Our Craigy knows he’s on a reality-TV show, so he gets Austen to cancel his busy afternoon of sandwich eating to meet in a park and talk about what is going on. Craig ultimately feels like Austen is out to get him and keeps betraying his trust, which seems on full display not only here but also on Summer House. Austen is mad that the two of them were basically in a relationship together, and now that Craig has Paige they’re not hanging out as much. Well, yeah, dude. Craig also says, “Why would I want to hang out with someone who keeps throwing me under the bus.”

But I can’t be all #TeamCraig here, as much as I would like to stan for a man who is so normcore he doesn’t even realize he’s dressing like a manager at Best Buy. Craig is throwing him under a bus too. When he finds out that Madison will announce her engagement to the world’s hottest frat boy on Amazon Live (I refuse to let this be a thing), he pulls it up on his phone and forces Austen to watch. That is not what a friend does. A friend distracts him from it, and when he finds out, he says, “She’s awful. You dodged all the bullets. Let’s go to the strip club and not talk about it.” That is how guys roll, but Austen and Craig seem to be on the path to mutually assured destruction. Well, I feel like they were always on that path, but before, it was like them getting wasted and accidentally Thelma and Louise-ing into a South Carolina swamp. Now it just seems like they’re in some sort of social media stalemate.

The final relationship we need to revel in like a gravely puddle in a Publix parking lot is Kathryn and Chleb, two people whose abnormality is right there in the spelling of their names. It’s hard for me to judge what this breakup is really like because we know so much about Kathryn and so little about Chleb. I think he’s right when he says that Kathryn only wants things her way and she doesn’t make room for him to have his own feelings. But then again, we’ve watched Kathryn get out of so many bad relationships, is it any wonder that she wants to be the one in control now?

But we’ve also seen enough of Kathryn to know that she will never be happy and that no matter what Chleb does, he will never meet her needs. I think this is one of those situations where neither of them is equipped to be in a relationship — or they’re at least not equipped to be in this relationship — and they’re doing the right thing by calling it quits.

It is horrible to watch, not only because I was mystified by whatever toggle was keeping Kathryn’s half-caftan by Vivienne Westwood Gold Label (that’s a Chloe reference). I also felt bad for those poor, lonely, half-assed meatballs. Kathryn calls Chleb’s mom and asks her what to do, and Debbie says that Kathryn should make a nice dinner and they should try to make up. But this is not a nice dinner; this is a breakup meal. She lights candles. You do not light candles for a breakup. You light all of his shit on fire in the bathtub and try not to Lisa “Left Eye” Lopez the place.

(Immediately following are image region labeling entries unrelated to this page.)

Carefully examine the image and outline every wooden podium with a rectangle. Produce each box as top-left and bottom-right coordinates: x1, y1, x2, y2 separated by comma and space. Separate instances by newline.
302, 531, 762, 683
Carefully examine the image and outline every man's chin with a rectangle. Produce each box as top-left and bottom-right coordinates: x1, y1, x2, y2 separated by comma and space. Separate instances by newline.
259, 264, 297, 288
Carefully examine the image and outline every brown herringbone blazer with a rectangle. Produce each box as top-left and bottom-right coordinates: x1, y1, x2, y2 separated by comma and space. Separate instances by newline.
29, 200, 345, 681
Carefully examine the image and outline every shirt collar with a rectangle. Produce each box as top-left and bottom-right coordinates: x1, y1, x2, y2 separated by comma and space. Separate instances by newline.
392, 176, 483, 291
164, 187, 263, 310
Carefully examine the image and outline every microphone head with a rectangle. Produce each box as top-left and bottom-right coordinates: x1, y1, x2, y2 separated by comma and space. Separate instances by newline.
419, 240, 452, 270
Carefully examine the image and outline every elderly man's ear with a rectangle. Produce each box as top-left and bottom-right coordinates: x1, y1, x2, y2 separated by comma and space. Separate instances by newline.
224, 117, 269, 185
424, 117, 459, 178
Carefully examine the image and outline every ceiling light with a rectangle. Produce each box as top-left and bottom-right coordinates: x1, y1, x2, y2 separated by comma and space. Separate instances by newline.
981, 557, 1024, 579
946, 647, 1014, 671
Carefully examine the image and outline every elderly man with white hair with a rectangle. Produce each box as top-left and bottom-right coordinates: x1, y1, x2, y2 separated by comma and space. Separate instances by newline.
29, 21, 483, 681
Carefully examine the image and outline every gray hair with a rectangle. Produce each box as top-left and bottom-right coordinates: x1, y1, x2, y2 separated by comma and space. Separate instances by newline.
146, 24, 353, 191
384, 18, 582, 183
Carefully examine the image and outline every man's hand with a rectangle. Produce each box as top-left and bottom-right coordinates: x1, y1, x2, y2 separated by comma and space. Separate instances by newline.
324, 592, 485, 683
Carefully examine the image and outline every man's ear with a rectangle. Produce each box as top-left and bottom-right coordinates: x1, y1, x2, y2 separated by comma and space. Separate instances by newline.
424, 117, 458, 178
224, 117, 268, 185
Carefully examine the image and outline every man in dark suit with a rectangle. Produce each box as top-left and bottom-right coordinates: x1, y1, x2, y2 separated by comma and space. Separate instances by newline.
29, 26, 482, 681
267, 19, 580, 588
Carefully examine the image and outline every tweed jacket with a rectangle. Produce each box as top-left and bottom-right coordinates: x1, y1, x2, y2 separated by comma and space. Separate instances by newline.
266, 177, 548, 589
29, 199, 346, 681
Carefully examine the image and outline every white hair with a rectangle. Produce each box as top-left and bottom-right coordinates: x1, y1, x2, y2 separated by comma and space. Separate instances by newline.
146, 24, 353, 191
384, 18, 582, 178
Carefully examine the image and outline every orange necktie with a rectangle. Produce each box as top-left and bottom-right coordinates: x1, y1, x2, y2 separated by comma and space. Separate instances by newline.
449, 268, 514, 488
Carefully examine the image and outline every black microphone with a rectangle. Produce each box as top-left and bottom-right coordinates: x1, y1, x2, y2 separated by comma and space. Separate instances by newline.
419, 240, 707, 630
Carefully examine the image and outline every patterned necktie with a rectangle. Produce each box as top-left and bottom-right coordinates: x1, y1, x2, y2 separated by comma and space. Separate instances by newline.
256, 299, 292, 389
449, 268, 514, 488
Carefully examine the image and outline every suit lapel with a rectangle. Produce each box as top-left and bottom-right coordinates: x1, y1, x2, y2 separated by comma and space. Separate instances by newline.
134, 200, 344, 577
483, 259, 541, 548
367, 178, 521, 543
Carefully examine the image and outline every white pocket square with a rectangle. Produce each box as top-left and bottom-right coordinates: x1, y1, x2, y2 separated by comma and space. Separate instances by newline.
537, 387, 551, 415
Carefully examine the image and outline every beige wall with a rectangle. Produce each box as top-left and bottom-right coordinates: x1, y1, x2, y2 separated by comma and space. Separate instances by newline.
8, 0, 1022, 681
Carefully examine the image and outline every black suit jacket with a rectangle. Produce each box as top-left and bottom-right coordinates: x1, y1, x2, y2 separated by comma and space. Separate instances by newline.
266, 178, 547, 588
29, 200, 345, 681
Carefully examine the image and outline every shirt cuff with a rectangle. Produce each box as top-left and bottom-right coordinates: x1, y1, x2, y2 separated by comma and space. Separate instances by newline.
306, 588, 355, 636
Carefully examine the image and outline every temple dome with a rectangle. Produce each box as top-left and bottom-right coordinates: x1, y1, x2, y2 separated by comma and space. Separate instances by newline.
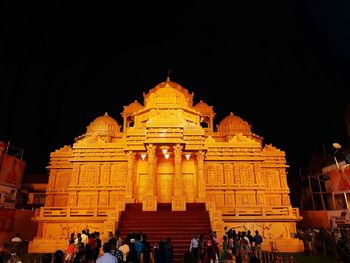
143, 78, 194, 107
86, 112, 119, 137
122, 100, 143, 115
194, 100, 213, 114
218, 112, 252, 135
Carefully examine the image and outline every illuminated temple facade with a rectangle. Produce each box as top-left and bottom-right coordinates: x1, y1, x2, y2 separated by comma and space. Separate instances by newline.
29, 79, 303, 253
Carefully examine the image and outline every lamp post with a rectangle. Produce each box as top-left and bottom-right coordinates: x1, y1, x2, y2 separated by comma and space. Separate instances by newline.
333, 142, 341, 168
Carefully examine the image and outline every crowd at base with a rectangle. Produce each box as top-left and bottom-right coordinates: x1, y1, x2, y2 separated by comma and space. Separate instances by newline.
295, 227, 350, 262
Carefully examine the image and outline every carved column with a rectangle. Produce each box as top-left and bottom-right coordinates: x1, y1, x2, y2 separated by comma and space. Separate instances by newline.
46, 169, 56, 191
197, 151, 205, 202
142, 144, 157, 211
125, 151, 135, 203
174, 144, 183, 196
171, 144, 186, 211
147, 144, 156, 195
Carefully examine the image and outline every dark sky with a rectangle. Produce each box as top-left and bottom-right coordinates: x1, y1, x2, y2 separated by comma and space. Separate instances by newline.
0, 0, 350, 177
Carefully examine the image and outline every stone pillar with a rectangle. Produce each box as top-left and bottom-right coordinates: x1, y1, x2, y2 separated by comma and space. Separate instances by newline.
125, 151, 135, 203
142, 144, 157, 211
197, 151, 205, 202
174, 144, 183, 196
171, 144, 186, 211
69, 163, 80, 186
254, 163, 263, 186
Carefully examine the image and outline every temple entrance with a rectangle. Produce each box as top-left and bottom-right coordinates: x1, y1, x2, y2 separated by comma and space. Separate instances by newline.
158, 173, 174, 203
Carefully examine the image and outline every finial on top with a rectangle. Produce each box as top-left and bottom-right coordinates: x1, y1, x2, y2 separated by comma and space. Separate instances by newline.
166, 68, 173, 81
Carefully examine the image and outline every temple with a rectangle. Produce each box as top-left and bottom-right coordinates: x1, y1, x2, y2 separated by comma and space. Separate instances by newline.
29, 78, 303, 253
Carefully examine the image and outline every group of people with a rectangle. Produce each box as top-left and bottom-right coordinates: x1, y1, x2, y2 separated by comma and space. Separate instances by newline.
190, 229, 263, 263
296, 227, 350, 261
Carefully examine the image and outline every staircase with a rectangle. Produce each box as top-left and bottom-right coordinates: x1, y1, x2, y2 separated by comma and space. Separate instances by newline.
118, 203, 211, 263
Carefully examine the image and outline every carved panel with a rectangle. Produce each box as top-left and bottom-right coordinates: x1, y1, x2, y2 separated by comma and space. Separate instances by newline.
79, 164, 95, 185
110, 163, 127, 185
182, 173, 195, 202
158, 173, 174, 203
99, 192, 108, 206
100, 164, 110, 185
225, 193, 235, 207
53, 195, 68, 206
224, 164, 234, 185
215, 164, 224, 185
55, 170, 71, 190
138, 173, 151, 202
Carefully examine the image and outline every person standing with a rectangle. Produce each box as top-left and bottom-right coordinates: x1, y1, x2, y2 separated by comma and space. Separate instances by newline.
190, 235, 199, 262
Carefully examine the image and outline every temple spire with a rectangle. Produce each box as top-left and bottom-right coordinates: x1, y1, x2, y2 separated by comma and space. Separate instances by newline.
166, 68, 173, 81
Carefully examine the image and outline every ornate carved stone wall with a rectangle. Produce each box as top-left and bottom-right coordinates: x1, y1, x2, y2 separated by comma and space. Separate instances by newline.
29, 79, 303, 252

After they decide to end things and Chleb goes upstairs to pack 12 pairs of workout shorts into one of those free Nike backpacks, Kathryn gets up and scrapes all of her uneaten meatballs into the trash. What a waste! She’s going to be so mad in about an hour after she has a good cry, watches two episodes of The Sex Lives of College Girls, and her appetite finally returns. Then she’ll go down to the kitchen and there will be nothing to eat, nothing to even warm up. She’ll just stare into the trashcan, her mini sweatshirt holding onto her bust for dear life, and wonder, just wonder, how she ever got into this situation and how she can get her meatballs out of it.